Non-FAU Project
Start date : 08.04.2024
In the text linguistic tradition, registers are culturally recognized varieties of texts, associated with the communicative situation of use (emails, textbooks, conversations, etc.). The situation of use in turn calls for particular linguistic characteristics. Linguistic features frequent in a register are thus not arbitrary but are a direct response to the situation of this register and perform communicative functions necessitated by the situation (Biber & Conrad, 2019). At the same time, the texts of any given register are not homogenous in their linguistic or situational characteristics (e.g., Biber et al., 2020; Egbert & Gracheva, 2023; Wood, 2023; Goulart, 2024): As the situations in which texts of a register are created vary, so do the linguistic features that are frequent in those texts. (Biber & Egbert, 2023).
These functional links between situation and language raise new questions about registers’ evolution as cultural constructs. First, as communicative situations evolve, language must reflect language users’ adaptations to the new situations of use. Second, varying degrees of register-internal variability at different points of registers’ existence could reflect language users’ degrees of convergence (or lack thereof) on certain communicative and linguistic register norms.
This study begins investigating these questions focusing on blogs—a relatively new register but characterized by a rapidly evolving technological landscape (Miller & Shepherd, 2004, 2009) and whose full life cycle is available for scientific study—from its inception in the late 90s to the present day (corpus under analysis: Ntexts = 2,452; Ntokens = ~4,000,000; source: Blogspot.com; years: 1999–2023, approx. 100 texts/year).
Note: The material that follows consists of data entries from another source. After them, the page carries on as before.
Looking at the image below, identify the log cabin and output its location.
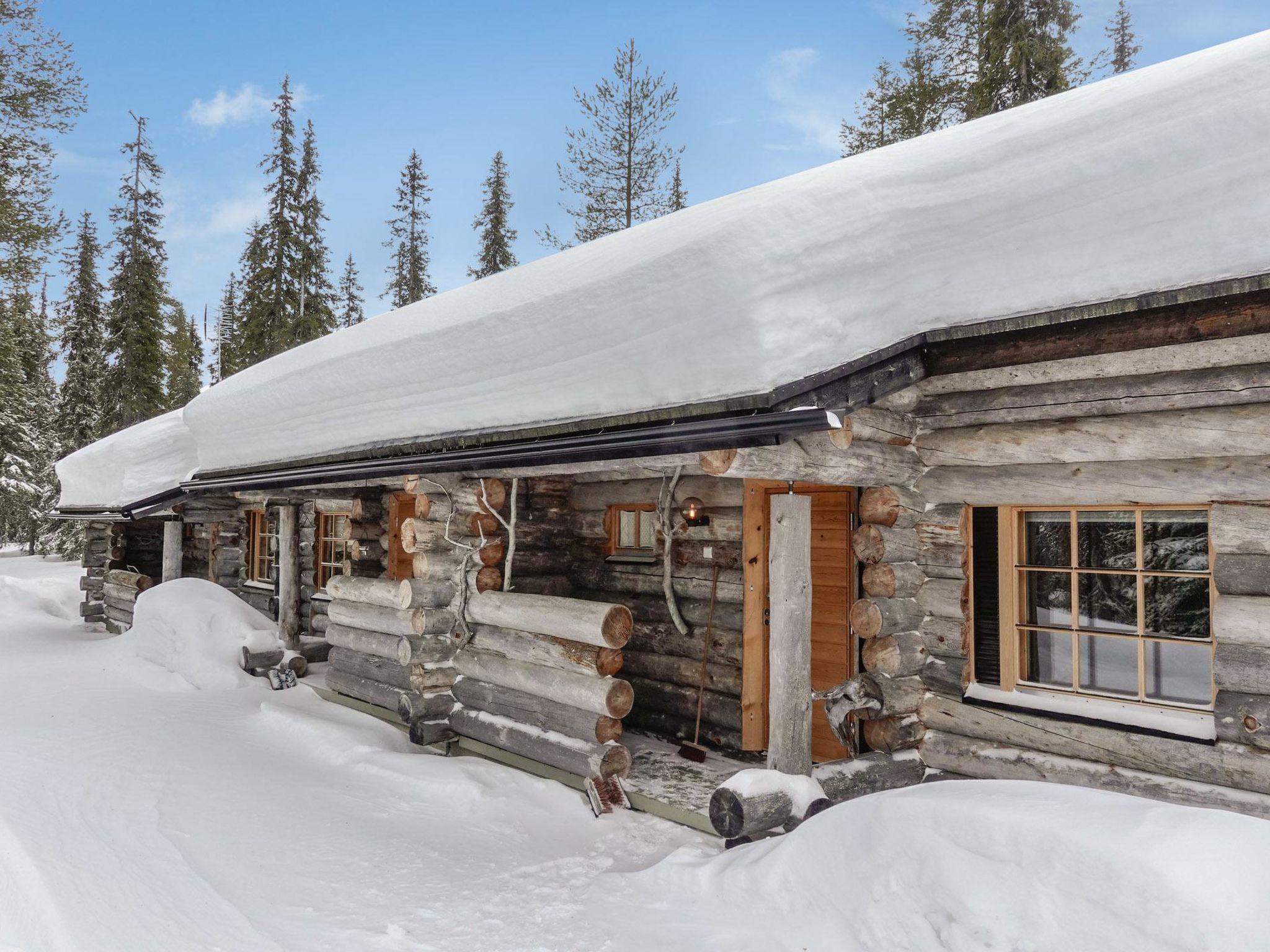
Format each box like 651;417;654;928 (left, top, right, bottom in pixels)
49;34;1270;829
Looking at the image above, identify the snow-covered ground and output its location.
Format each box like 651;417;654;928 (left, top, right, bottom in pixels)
0;552;1270;952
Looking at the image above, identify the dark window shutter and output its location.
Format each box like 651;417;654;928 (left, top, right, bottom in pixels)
970;506;1001;687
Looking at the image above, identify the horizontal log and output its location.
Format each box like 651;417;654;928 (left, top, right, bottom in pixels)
856;486;926;528
913;363;1270;430
469;625;625;678
813;751;926;803
624;646;740;697
450;707;631;777
859;562;926;598
326;599;455;635
917;456;1270;505
1214;690;1270;750
921;730;1270;818
918;694;1270;793
859;631;930;678
468;591;633;647
453;678;623;744
629;676;740;731
1208;503;1270;555
847;598;925;638
455;645;634;718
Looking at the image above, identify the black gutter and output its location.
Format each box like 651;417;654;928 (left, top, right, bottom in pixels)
179;408;833;495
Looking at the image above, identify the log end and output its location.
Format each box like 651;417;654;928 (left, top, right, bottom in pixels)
600;606;635;647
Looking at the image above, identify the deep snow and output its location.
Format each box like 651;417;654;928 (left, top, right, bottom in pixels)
0;553;1270;952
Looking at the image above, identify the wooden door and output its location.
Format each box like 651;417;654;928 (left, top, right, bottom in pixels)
742;480;856;762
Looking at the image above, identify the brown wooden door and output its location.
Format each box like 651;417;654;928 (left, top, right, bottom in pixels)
742;480;856;762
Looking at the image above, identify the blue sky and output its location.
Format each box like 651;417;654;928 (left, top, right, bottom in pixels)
45;0;1270;340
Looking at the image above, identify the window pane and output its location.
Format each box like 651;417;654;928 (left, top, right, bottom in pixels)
1145;575;1208;638
1021;631;1072;688
1077;573;1138;633
1024;573;1072;628
1142;509;1208;573
1081;635;1138;697
1144;641;1213;705
1076;510;1138;569
617;509;639;549
1024;513;1072;567
639;509;657;549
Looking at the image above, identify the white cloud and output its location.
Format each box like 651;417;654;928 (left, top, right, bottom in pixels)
185;82;313;130
763;47;843;152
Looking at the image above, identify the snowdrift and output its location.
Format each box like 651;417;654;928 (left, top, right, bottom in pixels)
117;579;280;689
615;781;1270;952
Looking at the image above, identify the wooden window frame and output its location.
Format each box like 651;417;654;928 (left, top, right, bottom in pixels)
246;509;278;586
605;503;658;558
970;503;1217;713
314;511;353;591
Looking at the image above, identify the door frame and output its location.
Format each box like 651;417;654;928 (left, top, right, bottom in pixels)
740;480;858;750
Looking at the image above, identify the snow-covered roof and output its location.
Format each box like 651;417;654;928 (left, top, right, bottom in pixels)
56;410;198;511
72;32;1270;487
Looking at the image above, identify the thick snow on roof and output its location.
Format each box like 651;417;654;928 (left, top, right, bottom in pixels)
185;33;1270;470
56;410;198;510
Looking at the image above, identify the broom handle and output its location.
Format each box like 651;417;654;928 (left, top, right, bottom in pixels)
692;565;719;745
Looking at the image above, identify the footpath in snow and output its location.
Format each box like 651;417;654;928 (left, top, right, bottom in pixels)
0;552;1270;952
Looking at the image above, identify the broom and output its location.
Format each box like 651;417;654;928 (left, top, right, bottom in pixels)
680;565;719;764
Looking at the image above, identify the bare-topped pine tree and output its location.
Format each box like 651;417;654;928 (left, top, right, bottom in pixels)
383;149;437;307
538;39;683;247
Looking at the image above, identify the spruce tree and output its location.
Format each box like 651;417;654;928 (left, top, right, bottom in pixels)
107;115;167;429
0;0;85;299
167;299;203;410
468;150;518;278
57;212;107;454
291;120;337;344
667;156;688;212
383;150;437;307
538;39;682;247
337;255;366;327
1104;0;1142;73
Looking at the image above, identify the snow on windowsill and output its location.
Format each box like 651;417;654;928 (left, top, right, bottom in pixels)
965;684;1217;740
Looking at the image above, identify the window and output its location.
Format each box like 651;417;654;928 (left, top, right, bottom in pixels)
605;503;658;560
316;513;352;589
246;509;278;585
1000;506;1213;708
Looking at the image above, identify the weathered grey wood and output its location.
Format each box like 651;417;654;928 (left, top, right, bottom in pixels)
468;591;633;647
326;599;455;635
452;677;623;744
917;456;1270;505
918;694;1270;793
859;631;930;678
917;579;968;619
813;751;926;803
711;430;922;486
913;363;1270;430
569;476;744;510
469;625;625;678
847;598;925;638
767;493;812;774
455;645;634;718
1208;503;1270;555
856;486;926;528
861;715;926;754
1213;596;1270;646
162;519;184;581
710;787;787;839
917;403;1270;466
624;645;740;697
450;707;631;777
921;730;1270;818
278;505;300;650
1213;552;1270;596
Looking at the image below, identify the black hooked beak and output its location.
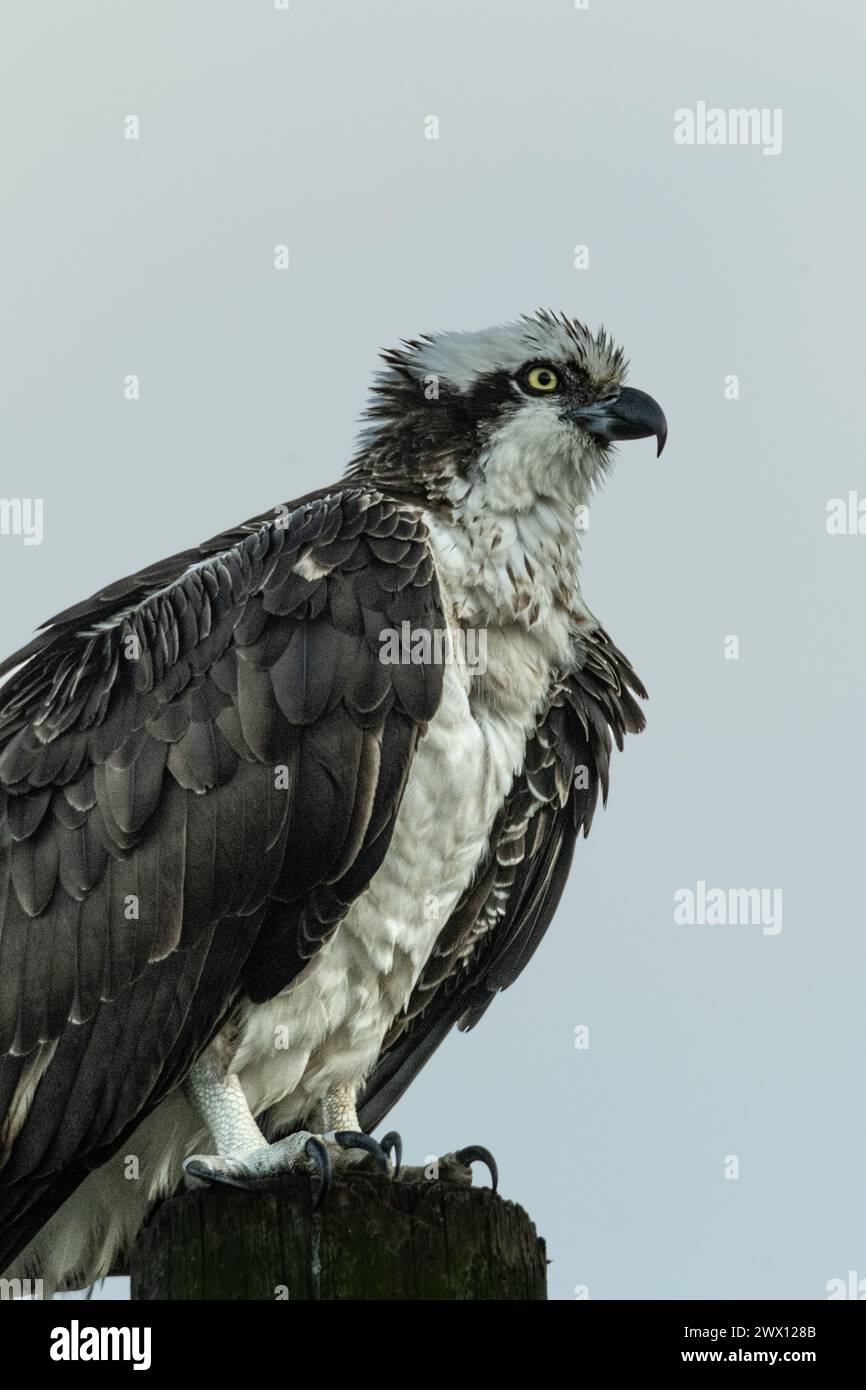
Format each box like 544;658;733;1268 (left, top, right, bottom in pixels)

We address the following research questions (RQ):
1. What linguistic features of blogs have become more or less frequent over time?
2. How does the linguistic stability of blogs—the degree of variation in the linguistic characteristics—change over time?
To address RQ 1, we compute rates of occurrence for a wide range of lexico-grammatical features in each text (the corpus is tagged for 150 linguistic features with an updated version of the Biber tagger; Biber, 1988) and employ corresponding feature analysis (Egbert, 2024) to examine correlations between rates of occurrence of linguistic features and text dates. The analysis revealed that features associated with oral/interactive communication and clausal elaboration (e.g., pronominal references, various verb types) have increased over time, while features of information density (e.g., nouns) and abstractedness (e.g., passive constructions) have decreased. Blogs have also become increasingly present-oriented, and features of narrativity (e.g., past tense) have shown a downward trend.
In response to RQ 2, we present analyses of coefficients of variation (Segalowitz & Segalowitz, 1993) as a way of examining linguistic stability and show that variation in the majority of blog features has decreased, pointing to an increased stability in the linguistic norms of the register.